Fig. 6. Discrimination and robustness considering the same patient for different number of feature points. (a) Feature point extraction results of reference and sensed images; (b)?(d) Caelli’s method; (e)?(g) TV-NMF method; (h)?(j) GNMF method; (k)?(m) TV-GNMF method.

Fig. 6 also shows the discrimination ability and robustness on the 65th patient of PD and T2 by increasing the number of feature points. PD reflects the difference in hydrogen proton content for different tissues, i.e., comparison of hydrogen proton density in prominent tissues. Fig. 6 compares the matching results based on Caelli’s method, TV-NMF method,GNMF method, and our method. We can see that the matching results, whether correct or incorrect, more clearly,when there are relatively few feature points and matching lines. For example, for Figs. 6(d), 6(g), 6(j), and 6(m), the matching results have many matching lines used to connect the reference and sensed images. This makes it difficult to see the texture of images due to many mismatches, as shown in Fig. 6(d). In order to avoid this problem, we show decomposition results with the feature points of the reference image (left) and the sensed image (right); which are first extracted as shown in Fig. 6(a). Then, these points are used for image matching as shown in Figs. 6(d), 6(g), 6(j), and 6(m).For these experimental results considering more feature points, our method still has better matching results, as shown in Fig. 6(m), than the TV-NMF method (Fig. 6(g)) and the GNMF method (Fig. 6(j)).
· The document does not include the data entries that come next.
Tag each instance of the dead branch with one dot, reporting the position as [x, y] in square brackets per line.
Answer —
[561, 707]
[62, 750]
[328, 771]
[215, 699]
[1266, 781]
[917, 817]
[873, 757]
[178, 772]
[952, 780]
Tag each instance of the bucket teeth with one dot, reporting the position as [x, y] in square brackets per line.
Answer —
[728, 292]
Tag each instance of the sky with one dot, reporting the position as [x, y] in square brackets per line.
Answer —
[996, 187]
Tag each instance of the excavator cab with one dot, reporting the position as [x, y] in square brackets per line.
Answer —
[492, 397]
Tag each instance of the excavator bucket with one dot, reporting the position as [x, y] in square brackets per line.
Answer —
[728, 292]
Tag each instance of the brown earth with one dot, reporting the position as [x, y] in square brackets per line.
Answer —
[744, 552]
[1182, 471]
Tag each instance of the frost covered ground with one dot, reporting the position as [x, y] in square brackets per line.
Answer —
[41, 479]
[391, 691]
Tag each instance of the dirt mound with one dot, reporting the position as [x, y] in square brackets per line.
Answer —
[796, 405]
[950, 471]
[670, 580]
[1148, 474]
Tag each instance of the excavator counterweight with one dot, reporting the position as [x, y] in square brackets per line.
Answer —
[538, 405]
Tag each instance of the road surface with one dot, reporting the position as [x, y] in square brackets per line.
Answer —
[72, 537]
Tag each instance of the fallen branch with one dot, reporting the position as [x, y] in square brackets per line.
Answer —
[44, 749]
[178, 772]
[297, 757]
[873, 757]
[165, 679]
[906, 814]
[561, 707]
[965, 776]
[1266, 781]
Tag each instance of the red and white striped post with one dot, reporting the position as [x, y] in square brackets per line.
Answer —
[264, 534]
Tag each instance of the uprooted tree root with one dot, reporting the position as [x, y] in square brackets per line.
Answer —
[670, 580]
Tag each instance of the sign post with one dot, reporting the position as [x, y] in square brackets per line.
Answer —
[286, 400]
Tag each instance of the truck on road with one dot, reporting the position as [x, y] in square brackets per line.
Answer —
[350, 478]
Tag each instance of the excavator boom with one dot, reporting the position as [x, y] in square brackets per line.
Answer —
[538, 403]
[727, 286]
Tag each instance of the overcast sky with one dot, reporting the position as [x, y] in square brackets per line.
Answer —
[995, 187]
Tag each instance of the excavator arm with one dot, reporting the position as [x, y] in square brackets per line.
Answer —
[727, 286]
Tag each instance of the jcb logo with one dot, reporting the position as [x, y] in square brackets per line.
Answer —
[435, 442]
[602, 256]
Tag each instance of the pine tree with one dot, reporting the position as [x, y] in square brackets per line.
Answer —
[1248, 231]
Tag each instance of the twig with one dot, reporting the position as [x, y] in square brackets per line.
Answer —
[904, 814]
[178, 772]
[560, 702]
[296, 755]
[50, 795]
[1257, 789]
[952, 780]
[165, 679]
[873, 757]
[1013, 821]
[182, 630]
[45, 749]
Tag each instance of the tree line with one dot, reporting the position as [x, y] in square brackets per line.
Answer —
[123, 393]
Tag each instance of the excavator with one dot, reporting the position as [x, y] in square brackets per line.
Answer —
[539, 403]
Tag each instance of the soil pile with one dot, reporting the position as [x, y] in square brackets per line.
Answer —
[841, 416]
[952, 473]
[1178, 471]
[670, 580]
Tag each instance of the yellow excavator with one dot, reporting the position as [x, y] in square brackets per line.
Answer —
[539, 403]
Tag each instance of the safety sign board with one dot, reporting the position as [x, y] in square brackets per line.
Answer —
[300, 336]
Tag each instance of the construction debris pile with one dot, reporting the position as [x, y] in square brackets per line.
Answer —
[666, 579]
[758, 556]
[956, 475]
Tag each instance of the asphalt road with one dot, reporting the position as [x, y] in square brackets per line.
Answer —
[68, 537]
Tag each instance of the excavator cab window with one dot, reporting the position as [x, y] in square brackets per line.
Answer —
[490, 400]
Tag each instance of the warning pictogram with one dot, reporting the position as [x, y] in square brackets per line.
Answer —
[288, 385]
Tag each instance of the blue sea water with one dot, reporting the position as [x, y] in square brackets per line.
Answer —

However, Caelli’s method has completely different results, as shown in Fig. 6(b)?6(d), for different number of feature points. This indicates that our method has good discrimination ability and robustness, and achieves one-to-one correspondences regardless of the number of feature points.

E. Summary

Based on the theory and empirical studies, we summarize that:

1) The proposed TV-GNMF model is able to accurately achieve data clustering and image registration in a low dimensional feature space. Hence, TV-GNMF outperforms other state-of-the-art algorithms in accuracy of clustering,registration, and time efficiency.

2) Total variation constraint and graph regularization can control the diffusion speed to denoise and preserve the features or details of the data. This is achieved by a diffusion coefficient based on the gradient information to reveal intrinsic geometric and structural information of features to enhance the discriminating power.
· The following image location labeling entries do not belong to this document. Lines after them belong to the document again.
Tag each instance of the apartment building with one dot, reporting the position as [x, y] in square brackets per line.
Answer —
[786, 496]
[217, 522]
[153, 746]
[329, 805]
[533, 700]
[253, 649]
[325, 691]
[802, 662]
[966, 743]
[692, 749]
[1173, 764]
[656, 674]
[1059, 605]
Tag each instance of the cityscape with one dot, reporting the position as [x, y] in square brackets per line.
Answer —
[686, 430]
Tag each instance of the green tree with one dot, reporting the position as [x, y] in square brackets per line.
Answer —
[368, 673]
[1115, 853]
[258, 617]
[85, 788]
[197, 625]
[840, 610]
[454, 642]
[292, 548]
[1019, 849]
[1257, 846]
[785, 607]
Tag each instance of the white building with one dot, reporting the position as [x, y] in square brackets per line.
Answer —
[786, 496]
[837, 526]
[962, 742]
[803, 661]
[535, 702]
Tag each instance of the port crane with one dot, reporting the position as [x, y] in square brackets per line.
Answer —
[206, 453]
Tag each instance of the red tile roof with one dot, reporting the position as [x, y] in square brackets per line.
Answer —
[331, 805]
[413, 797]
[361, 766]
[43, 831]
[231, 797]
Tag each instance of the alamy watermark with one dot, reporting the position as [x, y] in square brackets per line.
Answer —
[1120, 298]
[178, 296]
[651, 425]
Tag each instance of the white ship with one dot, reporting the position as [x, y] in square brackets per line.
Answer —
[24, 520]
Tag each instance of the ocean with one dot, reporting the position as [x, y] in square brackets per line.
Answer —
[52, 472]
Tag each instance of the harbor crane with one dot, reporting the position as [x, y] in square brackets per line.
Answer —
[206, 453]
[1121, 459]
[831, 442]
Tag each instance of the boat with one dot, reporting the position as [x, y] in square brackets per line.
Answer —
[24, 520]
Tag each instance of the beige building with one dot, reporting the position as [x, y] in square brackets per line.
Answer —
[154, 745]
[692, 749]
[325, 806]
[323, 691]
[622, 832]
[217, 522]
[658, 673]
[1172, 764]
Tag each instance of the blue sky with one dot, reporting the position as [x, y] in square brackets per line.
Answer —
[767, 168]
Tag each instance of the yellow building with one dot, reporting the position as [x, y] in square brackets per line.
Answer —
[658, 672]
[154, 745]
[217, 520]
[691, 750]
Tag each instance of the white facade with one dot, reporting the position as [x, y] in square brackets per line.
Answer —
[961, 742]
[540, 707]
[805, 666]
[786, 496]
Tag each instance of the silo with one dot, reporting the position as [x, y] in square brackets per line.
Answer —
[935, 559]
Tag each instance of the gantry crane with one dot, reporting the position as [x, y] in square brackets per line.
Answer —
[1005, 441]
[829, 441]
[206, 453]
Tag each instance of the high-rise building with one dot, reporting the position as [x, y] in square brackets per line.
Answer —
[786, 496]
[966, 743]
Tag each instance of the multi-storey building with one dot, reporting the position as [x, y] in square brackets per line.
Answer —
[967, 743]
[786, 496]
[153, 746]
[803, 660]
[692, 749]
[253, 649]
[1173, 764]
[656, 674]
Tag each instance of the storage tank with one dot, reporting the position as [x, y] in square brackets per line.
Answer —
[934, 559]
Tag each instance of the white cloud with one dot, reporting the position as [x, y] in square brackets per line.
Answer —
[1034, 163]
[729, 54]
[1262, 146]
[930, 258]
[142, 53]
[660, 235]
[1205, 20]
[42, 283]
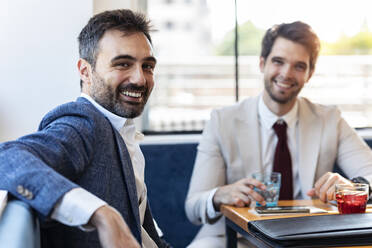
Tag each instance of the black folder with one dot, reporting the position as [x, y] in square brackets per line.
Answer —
[315, 231]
3) Iterative update rules are developed and a proof of convergence for the TV-GNMF algorithm is given.

VI. CONCLUSIONS

In this paper, we proposed a novel matrix factorization method called TV-GNMF, which can effectively remove noise and preserve the data features utilizing total variation.Our method can also reveal the intrinsic geometric and structural information of the data well to improve discrimination ability. Experimental results on data sets and images indicate that TV-GNMF is a better low-rank representation method for data clustering and image registration. There are two parameters, λ and β, that play a key role in our model. How to adaptively choose the values of λ and β will be investigated in our future work.

ACKNOwLEDGMENT

The authors would like to thank Prof. D. Cai, in the College of Computer Science at Zhejiang University, China, for providing his code for implementing GNMF.